Proteins are nature-derived molecules that have found wide applications in biotechnology, pharmaceuticals and biocatalysis. A major limitation for the use of proteins in such applications is their lack of stability. This is due to the disruption of the tertiary structure of a protein, which is responsible for the function of a protein. Earlier studies have shown that three cysteine residues, which are strategically incorporated in the sequence, can be crosslinked with a tris-electrophile. This so-called in situ cyclization of proteins (INCYPRO) results in the rigidification of the protein structure and ultimately higher stability of the protein. For some proteins, it would be beneficial to use another amino acid residue for modification as cysteine residues can be important for the function of a protein, e.g. as disulfide bridges or as active sites residues.
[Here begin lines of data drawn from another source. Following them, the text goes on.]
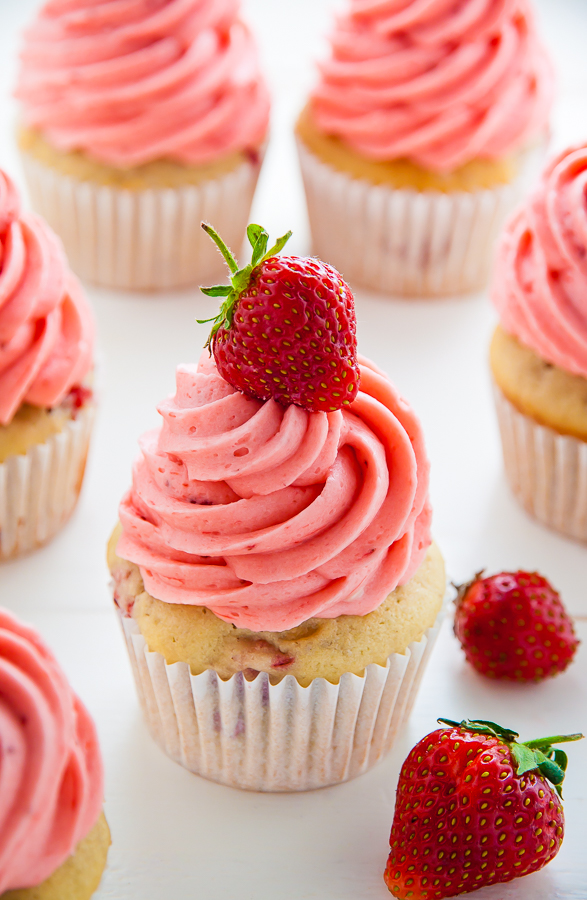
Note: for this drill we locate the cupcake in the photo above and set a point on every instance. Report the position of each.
(273, 568)
(46, 400)
(53, 835)
(539, 349)
(419, 139)
(138, 119)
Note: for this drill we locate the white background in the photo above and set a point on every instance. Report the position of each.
(176, 835)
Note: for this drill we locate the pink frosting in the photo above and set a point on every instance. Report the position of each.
(130, 81)
(46, 326)
(440, 82)
(270, 515)
(51, 779)
(540, 282)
In this project, we will develop crosslinkers that are selective for methionine residues. Although these amino acids contribute to the function of proteins in biological systems, they are less important for the molecular function of proteins, thus making them suitable for crosslinking of proteins. Our plan is to first develop a set of trisfunctionalized crosslinkers that selectively react with the thioether functional group of methionine. Next, we will investigate the crosslinking conditions on the model protein (KIX domain) as a proof of concept. In the final step, we would like to prove that the function of the protein is retained by crosslinking the transpeptidase enzyme sortase A.